Não há rede móvel ou esta é pouco fiável em zonas remotas
A zona da pedreira, o percurso até ao farol de Pakri e Suurupi situam-se em áreas rurais com pouca infraestrutura de telecomunicações. A cobertura de rede é intermitente e pode desaparecer por completo em vales, junto à água ou no lado oposto das falésias. Se alguém se magoar, poderá não conseguir pedir ajuda. O tempo de resposta dos serviços de emergência a uma pedreira remota é medido em horas, não em minutos. Não há funcionários nem equipamento de salvamento no local.

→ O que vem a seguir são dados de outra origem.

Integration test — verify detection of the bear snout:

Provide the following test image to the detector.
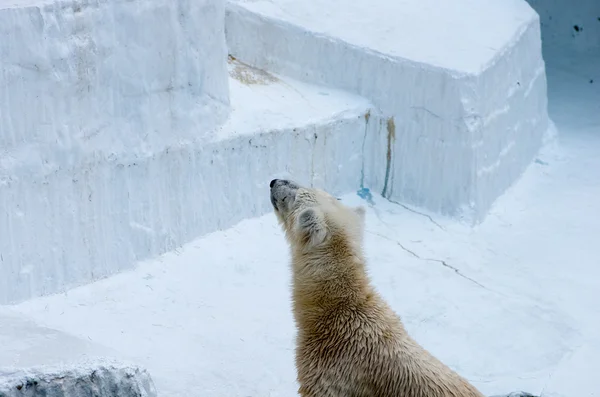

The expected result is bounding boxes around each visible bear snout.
[269,179,300,211]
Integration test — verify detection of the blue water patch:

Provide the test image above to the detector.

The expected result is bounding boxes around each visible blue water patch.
[356,187,375,205]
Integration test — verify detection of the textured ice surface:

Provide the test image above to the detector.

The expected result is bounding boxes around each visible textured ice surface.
[0,362,157,397]
[10,118,600,397]
[226,0,548,221]
[0,309,156,397]
[0,0,228,153]
[0,55,382,303]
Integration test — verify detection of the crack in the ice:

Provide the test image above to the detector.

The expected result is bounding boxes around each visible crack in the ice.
[384,197,446,231]
[381,117,396,197]
[360,110,371,189]
[368,231,492,291]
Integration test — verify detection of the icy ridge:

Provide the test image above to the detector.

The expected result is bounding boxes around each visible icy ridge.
[0,359,157,397]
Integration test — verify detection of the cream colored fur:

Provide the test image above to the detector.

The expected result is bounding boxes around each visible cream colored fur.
[271,180,483,397]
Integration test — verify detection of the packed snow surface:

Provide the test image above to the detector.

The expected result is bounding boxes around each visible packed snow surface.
[0,55,381,303]
[9,48,600,397]
[231,0,537,74]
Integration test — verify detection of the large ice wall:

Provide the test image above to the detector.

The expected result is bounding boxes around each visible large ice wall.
[226,0,548,221]
[0,42,382,304]
[0,0,229,303]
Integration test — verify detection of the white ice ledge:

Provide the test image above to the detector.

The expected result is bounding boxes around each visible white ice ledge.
[226,0,548,222]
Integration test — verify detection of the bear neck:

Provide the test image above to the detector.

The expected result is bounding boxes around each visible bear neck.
[292,237,372,329]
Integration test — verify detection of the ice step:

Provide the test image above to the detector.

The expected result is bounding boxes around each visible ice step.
[0,59,385,304]
[0,308,156,397]
[226,0,548,222]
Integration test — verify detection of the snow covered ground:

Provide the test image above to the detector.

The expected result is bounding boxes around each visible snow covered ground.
[3,50,600,397]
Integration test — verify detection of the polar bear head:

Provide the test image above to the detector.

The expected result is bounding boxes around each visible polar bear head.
[270,179,365,252]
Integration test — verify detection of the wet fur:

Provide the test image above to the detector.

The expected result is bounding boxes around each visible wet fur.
[271,181,483,397]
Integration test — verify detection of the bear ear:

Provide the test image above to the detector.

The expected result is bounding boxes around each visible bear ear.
[298,208,327,246]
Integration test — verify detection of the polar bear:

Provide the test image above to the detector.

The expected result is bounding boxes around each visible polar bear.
[270,179,483,397]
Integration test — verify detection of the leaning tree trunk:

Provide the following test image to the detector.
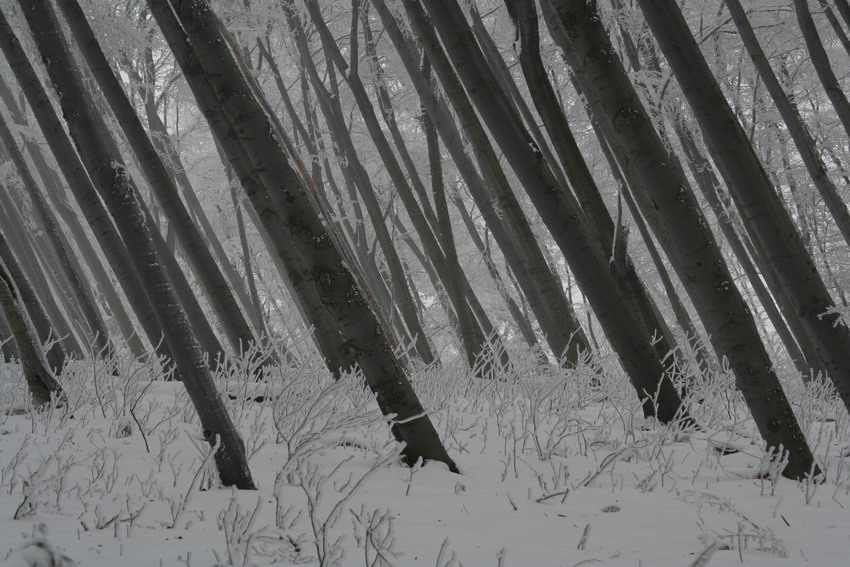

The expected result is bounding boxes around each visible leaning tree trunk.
[148,0,457,471]
[0,220,66,372]
[726,0,850,246]
[59,0,256,362]
[553,0,816,479]
[639,0,850,418]
[0,311,18,362]
[0,80,145,359]
[0,113,112,354]
[19,0,254,489]
[300,1,500,367]
[404,0,684,422]
[792,0,850,142]
[505,0,688,374]
[372,0,590,363]
[0,252,62,406]
[0,10,171,368]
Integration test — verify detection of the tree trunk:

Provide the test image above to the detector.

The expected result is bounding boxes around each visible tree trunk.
[0,205,67,374]
[373,0,590,363]
[553,0,816,479]
[24,0,254,489]
[59,0,256,362]
[0,11,171,368]
[726,0,850,246]
[0,108,112,354]
[0,255,63,406]
[792,0,850,144]
[0,81,145,359]
[505,0,696,374]
[640,0,850,418]
[148,0,457,471]
[405,0,684,422]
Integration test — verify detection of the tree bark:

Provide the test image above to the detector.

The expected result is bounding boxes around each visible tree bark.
[0,109,112,354]
[639,0,850,418]
[0,253,63,406]
[792,0,850,143]
[404,0,683,422]
[58,0,256,362]
[0,11,171,368]
[553,0,816,479]
[726,0,850,251]
[23,0,254,489]
[373,0,590,363]
[148,0,457,471]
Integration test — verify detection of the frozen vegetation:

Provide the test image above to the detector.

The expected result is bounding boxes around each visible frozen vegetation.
[0,344,850,567]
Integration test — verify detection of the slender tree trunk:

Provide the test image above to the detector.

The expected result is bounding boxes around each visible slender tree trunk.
[373,0,590,363]
[0,80,145,359]
[553,0,816,479]
[148,0,457,471]
[0,311,19,362]
[505,0,696,372]
[792,0,850,143]
[0,11,171,368]
[0,255,62,406]
[0,109,111,354]
[639,0,850,418]
[24,0,254,489]
[0,220,66,373]
[453,197,546,356]
[59,0,256,362]
[726,0,850,246]
[404,0,683,422]
[818,0,850,55]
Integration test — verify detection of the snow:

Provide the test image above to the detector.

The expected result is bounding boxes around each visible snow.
[0,361,850,567]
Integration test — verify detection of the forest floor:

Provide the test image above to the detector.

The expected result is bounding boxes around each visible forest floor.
[0,350,850,567]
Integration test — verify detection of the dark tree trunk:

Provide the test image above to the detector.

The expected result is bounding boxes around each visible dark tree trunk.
[0,225,65,373]
[0,255,62,406]
[19,0,254,489]
[373,0,590,363]
[0,11,171,366]
[726,0,850,246]
[405,0,684,422]
[59,0,256,362]
[792,0,850,138]
[553,0,815,479]
[0,80,145,359]
[148,0,457,471]
[505,0,693,378]
[640,0,850,418]
[0,109,111,354]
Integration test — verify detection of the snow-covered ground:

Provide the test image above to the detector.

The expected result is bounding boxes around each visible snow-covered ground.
[0,352,850,567]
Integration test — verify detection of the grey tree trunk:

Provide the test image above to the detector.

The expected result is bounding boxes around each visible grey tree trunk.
[0,311,18,362]
[404,0,684,422]
[0,108,112,354]
[505,0,693,374]
[640,0,850,418]
[372,0,590,363]
[0,80,145,359]
[23,0,254,489]
[59,0,256,364]
[553,0,816,479]
[148,0,457,471]
[0,258,62,406]
[792,0,850,138]
[726,0,850,246]
[0,11,171,368]
[302,1,492,367]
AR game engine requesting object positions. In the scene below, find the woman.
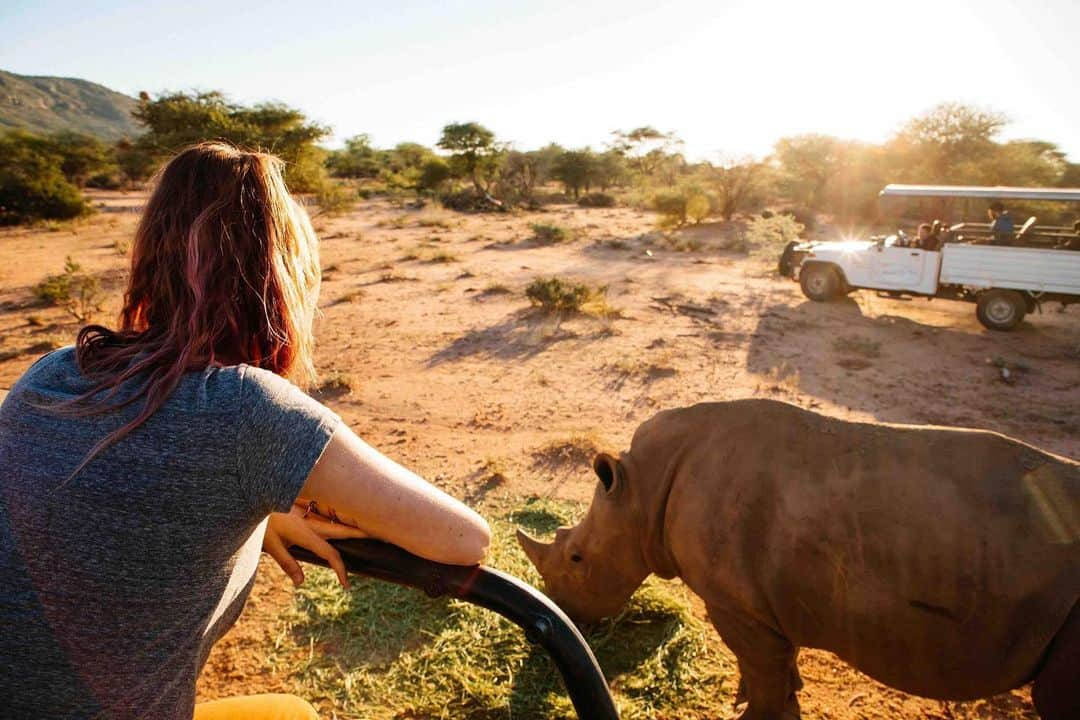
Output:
[0,142,490,720]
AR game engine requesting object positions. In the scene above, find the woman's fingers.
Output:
[303,515,369,540]
[291,522,355,587]
[262,532,303,586]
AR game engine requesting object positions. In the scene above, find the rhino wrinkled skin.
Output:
[518,399,1080,720]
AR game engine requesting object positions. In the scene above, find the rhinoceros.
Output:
[518,399,1080,720]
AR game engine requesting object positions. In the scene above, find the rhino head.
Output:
[517,453,649,622]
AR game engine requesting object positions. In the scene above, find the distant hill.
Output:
[0,70,143,140]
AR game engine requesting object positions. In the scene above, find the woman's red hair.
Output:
[62,142,320,472]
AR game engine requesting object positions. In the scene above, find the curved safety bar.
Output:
[289,540,619,720]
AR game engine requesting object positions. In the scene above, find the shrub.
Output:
[652,190,687,228]
[578,192,615,207]
[438,188,505,213]
[0,133,91,225]
[525,277,621,320]
[529,222,573,245]
[525,277,593,313]
[33,256,102,323]
[686,194,712,225]
[778,207,818,230]
[315,180,356,215]
[744,215,805,253]
[416,158,450,190]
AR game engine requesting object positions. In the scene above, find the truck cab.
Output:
[780,186,1080,330]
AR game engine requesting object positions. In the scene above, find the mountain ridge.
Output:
[0,70,143,141]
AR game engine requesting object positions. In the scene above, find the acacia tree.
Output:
[773,134,843,209]
[611,125,683,176]
[438,122,502,194]
[551,148,597,200]
[132,92,329,191]
[708,158,767,220]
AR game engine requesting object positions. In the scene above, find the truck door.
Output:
[874,245,934,291]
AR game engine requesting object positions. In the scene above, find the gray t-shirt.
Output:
[0,348,340,720]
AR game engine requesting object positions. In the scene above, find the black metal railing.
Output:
[291,540,619,720]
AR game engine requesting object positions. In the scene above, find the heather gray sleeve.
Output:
[237,366,341,517]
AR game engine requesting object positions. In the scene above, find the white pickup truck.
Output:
[780,186,1080,330]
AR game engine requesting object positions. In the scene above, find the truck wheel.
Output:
[799,262,840,302]
[975,290,1027,330]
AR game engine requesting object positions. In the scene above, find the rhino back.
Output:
[630,400,1080,696]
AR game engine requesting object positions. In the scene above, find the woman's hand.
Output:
[262,504,367,587]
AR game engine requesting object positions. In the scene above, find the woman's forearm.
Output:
[300,425,491,565]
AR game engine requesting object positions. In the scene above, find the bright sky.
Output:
[0,0,1080,161]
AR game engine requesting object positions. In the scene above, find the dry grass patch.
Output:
[833,335,881,359]
[525,277,621,318]
[532,432,602,468]
[315,370,360,398]
[278,499,734,720]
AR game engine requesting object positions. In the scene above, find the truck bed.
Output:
[939,244,1080,296]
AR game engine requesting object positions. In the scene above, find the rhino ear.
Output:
[593,452,622,493]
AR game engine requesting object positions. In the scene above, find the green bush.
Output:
[578,192,615,207]
[0,133,91,225]
[525,277,593,313]
[33,255,102,323]
[652,190,687,228]
[529,222,573,245]
[315,180,357,215]
[416,158,450,190]
[438,188,505,213]
[686,194,713,225]
[743,215,806,254]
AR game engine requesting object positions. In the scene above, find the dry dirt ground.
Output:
[0,193,1080,719]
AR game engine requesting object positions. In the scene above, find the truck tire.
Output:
[799,262,842,302]
[975,289,1027,330]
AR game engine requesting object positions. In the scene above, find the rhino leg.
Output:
[708,606,802,720]
[1031,604,1080,720]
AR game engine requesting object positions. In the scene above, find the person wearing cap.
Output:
[987,200,1015,245]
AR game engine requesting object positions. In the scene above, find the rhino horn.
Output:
[517,530,551,573]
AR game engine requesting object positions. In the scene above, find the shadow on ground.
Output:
[428,308,606,367]
[747,297,1080,442]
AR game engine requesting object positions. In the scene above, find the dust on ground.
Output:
[0,193,1080,719]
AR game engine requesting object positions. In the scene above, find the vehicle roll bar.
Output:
[289,539,619,720]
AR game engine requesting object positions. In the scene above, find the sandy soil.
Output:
[0,193,1080,719]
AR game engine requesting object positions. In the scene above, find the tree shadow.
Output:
[428,308,604,367]
[292,575,459,667]
[510,602,688,718]
[747,297,1069,426]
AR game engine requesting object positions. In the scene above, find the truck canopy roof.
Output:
[880,184,1080,202]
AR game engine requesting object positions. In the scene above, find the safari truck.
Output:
[780,185,1080,330]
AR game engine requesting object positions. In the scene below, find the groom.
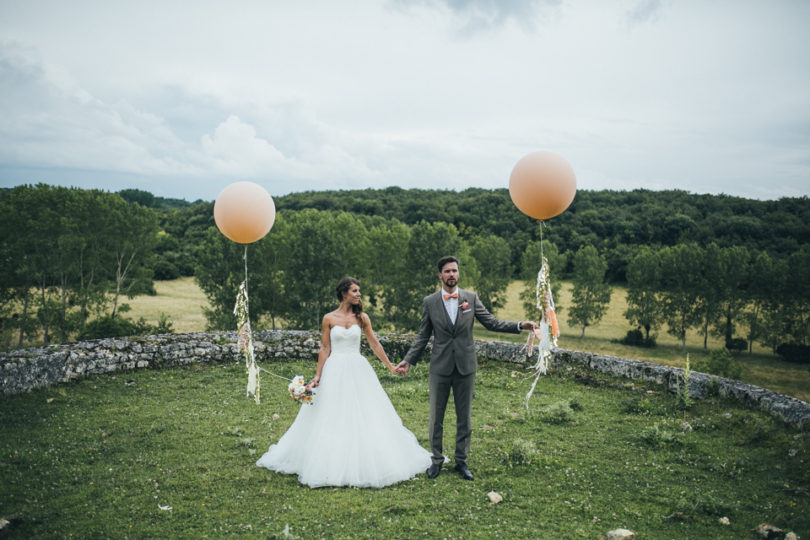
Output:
[397,257,537,480]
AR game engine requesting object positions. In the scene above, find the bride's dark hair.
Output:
[335,276,363,327]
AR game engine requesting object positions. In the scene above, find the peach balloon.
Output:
[509,151,577,219]
[214,182,276,244]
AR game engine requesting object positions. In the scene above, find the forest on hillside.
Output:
[0,184,810,360]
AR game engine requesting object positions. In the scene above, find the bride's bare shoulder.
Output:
[321,310,338,328]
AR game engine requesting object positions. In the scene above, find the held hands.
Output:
[394,360,411,377]
[520,321,538,330]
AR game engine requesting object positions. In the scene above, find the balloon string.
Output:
[242,244,247,296]
[537,219,545,265]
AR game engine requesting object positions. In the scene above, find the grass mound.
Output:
[0,356,810,538]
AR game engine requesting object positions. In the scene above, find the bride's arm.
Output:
[362,313,397,373]
[312,316,332,388]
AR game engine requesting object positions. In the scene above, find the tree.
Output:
[624,246,663,343]
[568,245,611,338]
[742,251,772,354]
[695,242,728,351]
[103,195,158,317]
[782,246,810,345]
[661,244,703,349]
[361,218,411,329]
[386,221,460,331]
[716,246,751,348]
[470,235,513,310]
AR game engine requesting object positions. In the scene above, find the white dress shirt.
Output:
[442,287,523,333]
[442,287,458,324]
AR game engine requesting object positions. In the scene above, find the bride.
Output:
[256,277,431,487]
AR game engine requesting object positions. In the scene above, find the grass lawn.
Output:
[121,278,810,402]
[0,361,810,539]
[123,277,208,333]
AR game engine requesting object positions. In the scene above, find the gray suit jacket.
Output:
[404,289,520,375]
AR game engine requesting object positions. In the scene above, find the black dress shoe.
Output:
[453,463,473,480]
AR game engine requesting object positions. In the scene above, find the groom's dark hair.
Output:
[436,255,461,273]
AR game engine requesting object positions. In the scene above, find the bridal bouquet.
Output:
[287,375,314,403]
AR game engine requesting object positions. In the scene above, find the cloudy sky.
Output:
[0,0,810,200]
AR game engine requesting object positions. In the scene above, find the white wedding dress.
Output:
[256,324,431,487]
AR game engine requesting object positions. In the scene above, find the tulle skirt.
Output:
[256,352,431,487]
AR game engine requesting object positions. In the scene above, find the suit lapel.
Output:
[436,289,458,334]
[453,288,468,329]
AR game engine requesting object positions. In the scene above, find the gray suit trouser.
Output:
[429,368,475,464]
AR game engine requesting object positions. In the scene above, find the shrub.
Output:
[776,343,810,364]
[507,439,537,465]
[152,259,180,281]
[543,401,574,424]
[726,338,748,351]
[695,348,742,379]
[620,330,655,348]
[77,313,172,341]
[641,424,683,448]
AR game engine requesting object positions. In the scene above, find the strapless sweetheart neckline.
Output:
[332,323,360,332]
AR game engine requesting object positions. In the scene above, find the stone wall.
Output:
[0,330,810,429]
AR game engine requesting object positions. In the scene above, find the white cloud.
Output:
[0,0,810,199]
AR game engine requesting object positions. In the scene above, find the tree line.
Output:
[0,185,810,360]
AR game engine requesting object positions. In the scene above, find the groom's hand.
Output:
[397,360,411,377]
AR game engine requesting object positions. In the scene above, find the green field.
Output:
[127,278,810,402]
[0,360,810,539]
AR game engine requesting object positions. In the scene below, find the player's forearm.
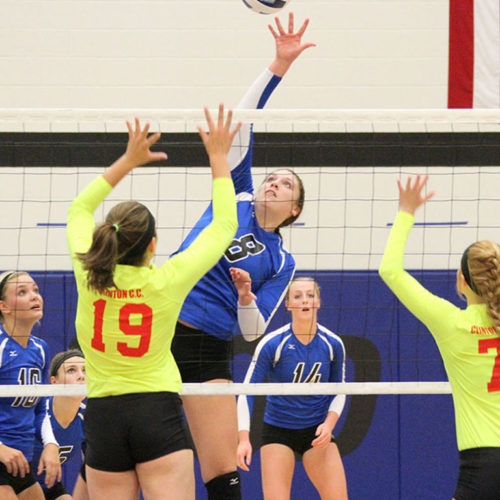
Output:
[210,154,231,179]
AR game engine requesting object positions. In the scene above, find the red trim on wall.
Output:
[448,0,474,108]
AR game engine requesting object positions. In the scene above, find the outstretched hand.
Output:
[198,104,241,157]
[398,175,434,215]
[268,12,316,76]
[229,267,257,306]
[125,118,167,166]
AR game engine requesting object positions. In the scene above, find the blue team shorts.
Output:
[454,447,500,500]
[0,462,36,495]
[260,422,335,456]
[172,323,233,382]
[84,392,194,472]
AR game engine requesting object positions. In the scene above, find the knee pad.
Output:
[205,470,241,500]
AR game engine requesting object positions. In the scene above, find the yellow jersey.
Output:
[379,212,500,451]
[67,176,237,398]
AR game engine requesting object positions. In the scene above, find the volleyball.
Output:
[243,0,290,14]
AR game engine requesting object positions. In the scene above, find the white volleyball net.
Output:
[0,109,500,397]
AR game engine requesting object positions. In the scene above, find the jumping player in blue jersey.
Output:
[0,272,61,500]
[237,278,347,500]
[172,14,314,500]
[34,350,85,500]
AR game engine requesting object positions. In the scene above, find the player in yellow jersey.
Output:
[379,176,500,500]
[68,105,239,500]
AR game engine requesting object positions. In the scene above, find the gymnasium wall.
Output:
[0,0,492,500]
[34,270,458,500]
[0,0,449,109]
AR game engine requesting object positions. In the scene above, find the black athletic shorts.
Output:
[84,392,194,472]
[0,462,36,495]
[260,422,335,456]
[454,447,500,500]
[172,322,233,382]
[43,483,69,500]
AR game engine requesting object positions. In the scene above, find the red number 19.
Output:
[91,299,153,358]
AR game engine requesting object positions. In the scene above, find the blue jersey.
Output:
[174,70,295,340]
[238,323,345,430]
[33,397,85,490]
[0,326,48,461]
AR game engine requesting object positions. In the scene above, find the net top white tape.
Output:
[0,108,500,133]
[0,382,451,397]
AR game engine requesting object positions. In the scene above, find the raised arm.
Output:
[268,12,316,77]
[379,176,458,333]
[229,13,314,193]
[165,104,241,296]
[67,118,167,257]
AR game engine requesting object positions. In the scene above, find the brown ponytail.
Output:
[467,240,500,333]
[77,201,156,293]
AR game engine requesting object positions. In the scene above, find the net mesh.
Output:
[0,109,500,395]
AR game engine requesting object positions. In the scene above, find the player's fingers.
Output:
[274,16,285,35]
[217,103,224,128]
[125,120,134,138]
[139,123,150,140]
[267,24,278,38]
[231,122,241,142]
[299,42,316,54]
[224,109,233,130]
[146,132,161,148]
[297,19,309,37]
[203,106,214,130]
[197,126,208,144]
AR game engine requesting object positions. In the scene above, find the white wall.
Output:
[0,166,500,270]
[0,0,448,108]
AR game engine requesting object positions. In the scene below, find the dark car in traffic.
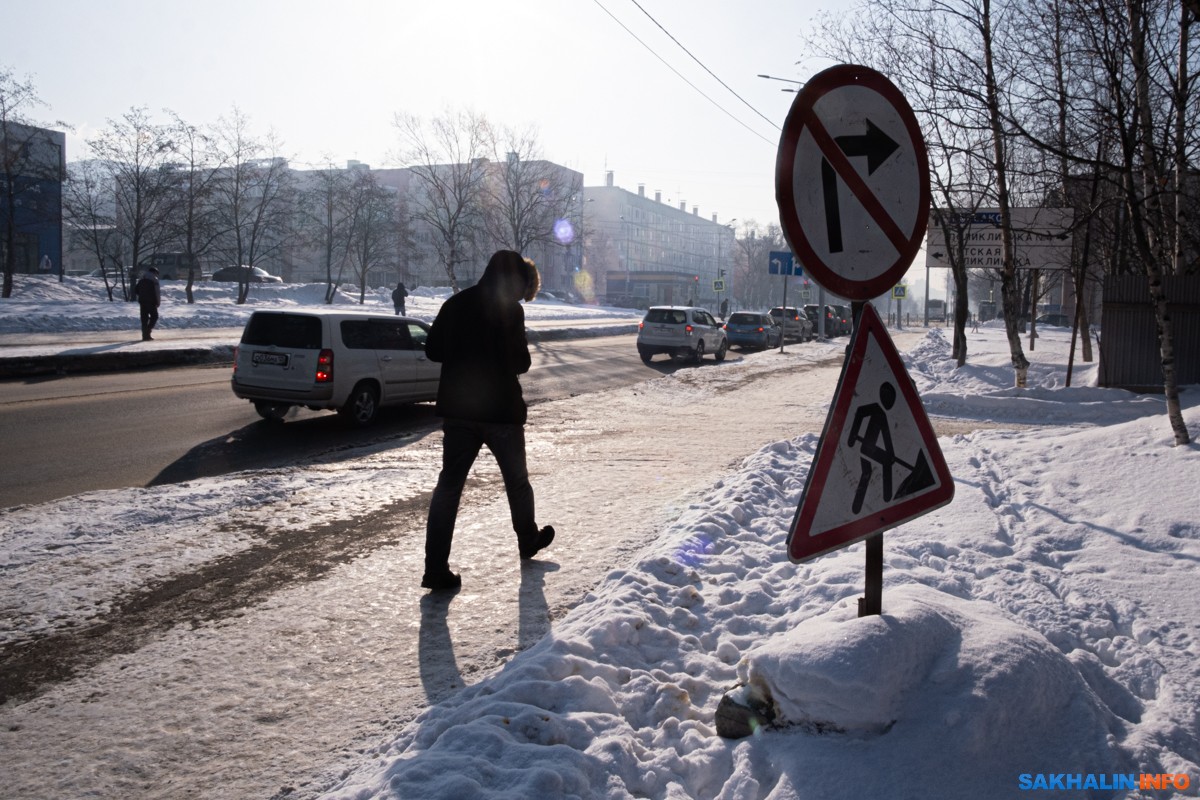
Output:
[725,311,784,350]
[209,265,283,283]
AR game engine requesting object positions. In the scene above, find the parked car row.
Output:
[804,303,854,337]
[86,265,283,283]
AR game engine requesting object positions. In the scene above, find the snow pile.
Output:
[329,383,1200,799]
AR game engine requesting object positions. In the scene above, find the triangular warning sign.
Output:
[787,303,954,563]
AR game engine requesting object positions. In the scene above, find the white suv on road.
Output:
[232,309,442,426]
[637,306,730,363]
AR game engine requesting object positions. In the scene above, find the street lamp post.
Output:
[714,217,738,317]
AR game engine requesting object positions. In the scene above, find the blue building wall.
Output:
[0,122,66,273]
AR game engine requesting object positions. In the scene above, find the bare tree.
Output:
[163,113,221,303]
[484,128,583,261]
[298,164,352,303]
[0,67,64,297]
[395,112,492,293]
[1013,0,1200,444]
[733,225,786,308]
[88,108,175,299]
[215,108,293,305]
[349,169,400,305]
[62,158,128,301]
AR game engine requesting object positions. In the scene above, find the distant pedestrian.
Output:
[133,266,161,342]
[391,281,408,315]
[421,249,554,591]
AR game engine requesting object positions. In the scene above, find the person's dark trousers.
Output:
[425,420,538,575]
[142,306,158,339]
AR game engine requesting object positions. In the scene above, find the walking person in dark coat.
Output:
[133,266,161,342]
[421,249,554,591]
[391,281,408,315]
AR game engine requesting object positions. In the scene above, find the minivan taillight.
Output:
[316,350,334,384]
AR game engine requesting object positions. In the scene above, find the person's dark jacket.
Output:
[425,253,530,425]
[133,273,160,308]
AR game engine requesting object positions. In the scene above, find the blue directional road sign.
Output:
[768,249,804,275]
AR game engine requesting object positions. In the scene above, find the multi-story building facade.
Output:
[583,172,736,311]
[0,121,66,273]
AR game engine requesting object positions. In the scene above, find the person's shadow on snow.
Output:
[416,591,466,705]
[517,560,558,650]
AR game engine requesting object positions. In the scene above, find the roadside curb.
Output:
[0,344,233,379]
[0,323,637,380]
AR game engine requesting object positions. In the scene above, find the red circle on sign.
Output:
[775,64,930,301]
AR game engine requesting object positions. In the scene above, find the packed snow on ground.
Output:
[0,273,1200,800]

Diga a alguém para onde vai e quando prevê regressar. Leve um telemóvel totalmente carregado, mas não dependa dele. Se alguém ficar gravemente ferido, uma pessoa deve ficar com essa pessoa enquanto outra se desloca para terreno mais elevado para encontrar rede e chamar os serviços de emergência. Não presuma que o guia tem rádio ou telefone por satélite; confirme os planos de comunicação antes de começar. Viaje em grupo, nunca sozinho.
Como manter as crianças em segurança junto às bordas das falésias e nos taludes
As crianças são naturalmente curiosas e muitas vezes subestimam o perigo. Movem-se de forma imprevisível e não cumprem de forma consistente as regras de distância. Junto às bordas das falésias, podem escorregar, tropeçar ou correr em direção à vista sem pensar nas consequências. Uma criança que caia das falésias de Pakri morrerá. Um adulto nem sempre consegue agarrar ou controlar uma criança com rapidez suficiente, sobretudo com vento ou em terreno irregular.
Mantenha as crianças ao alcance do braço em todas as zonas no topo das falésias. Utilize um arnês ou mochila porta-bebé se forem muito pequenas. Explique claramente porque não podem aproximar-se da borda: não como sugestão, mas como um limite inegociável. Nos taludes de escombros, mantenha-as totalmente afastadas. Na pedreira, mantenha contacto visual constante e posicione-se entre a criança e a água. Se uma criança estiver cansada ou distraída, corre maior risco porque não presta atenção ao local onde pisa. Faça pausas em zonas seguras e, se uma criança se tornar difícil de controlar, pergunte ao guia se é possível seguir para outra parte da visita.